You are viewing a plain text version of this content. The canonical link for it is here.
Posted to user@spark.apache.org by Guillermo Ortiz <ko...@gmail.com> on 2016/01/21 12:35:17 UTC

Number of executors in Spark - Kafka

I'm using Spark Streaming and Kafka with Direct Approach. I have created a
topic with 6 partitions so when I execute Spark there are six RDD. I
understand than ideally it should have six executors to process each one
one RDD. To do it, when I execute spark-submit (I use  YARN) I specific the
number executors to six.
If I don't specific anything it just create one executor. Looking for
information I have read:

"The --num-executors command-line flag or spark.executor.instances
configuration
property control the number of executors requested. Starting in CDH
5.4/Spark 1.3, you will be able to avoid setting this property by turning
on dynamic allocation
<https://spark.apache.org/docs/latest/job-scheduling.html#dynamic-resource-allocation>
with
thespark.dynamicAllocation.enabled property. Dynamic allocation enables a
Spark application to request executors when there is a backlog of pending
tasks and free up executors when idle."

I have this parameter enabled, I understand than if I don't set the
parameter --num-executors it must create six executors or am I wrong?

Re: Number of executors in Spark - Kafka

Posted by Cody Koeninger <co...@koeninger.org>.
6 kafka partitions will result in 6 spark partitions, not 6 spark rdds.

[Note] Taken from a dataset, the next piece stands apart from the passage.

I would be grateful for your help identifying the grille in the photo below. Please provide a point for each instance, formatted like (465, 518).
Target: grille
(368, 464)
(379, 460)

The question of whether you will have a backlog isn't just a matter of
having 1 executor per partition.  If a single executor can process all of
the partitions fast enough to complete a batch in under the required time,
you won't have a backlog.

On Thu, Jan 21, 2016 at 5:35 AM, Guillermo Ortiz <ko...@gmail.com>
wrote:

>
> I'm using Spark Streaming and Kafka with Direct Approach. I have created a
> topic with 6 partitions so when I execute Spark there are six RDD. I
> understand than ideally it should have six executors to process each one
> one RDD. To do it, when I execute spark-submit (I use  YARN) I specific the
> number executors to six.
> If I don't specific anything it just create one executor. Looking for
> information I have read:
>
> "The --num-executors command-line flag or spark.executor.instances configuration
> property control the number of executors requested. Starting in CDH
> 5.4/Spark 1.3, you will be able to avoid setting this property by turning
> on dynamic allocation
> <https://spark.apache.org/docs/latest/job-scheduling.html#dynamic-resource-allocation> with
> thespark.dynamicAllocation.enabled property. Dynamic allocation enables a
> Spark application to request executors when there is a backlog of pending
> tasks and free up executors when idle."
>
> I have this parameter enabled, I understand than if I don't set the
> parameter --num-executors it must create six executors or am I wrong?
>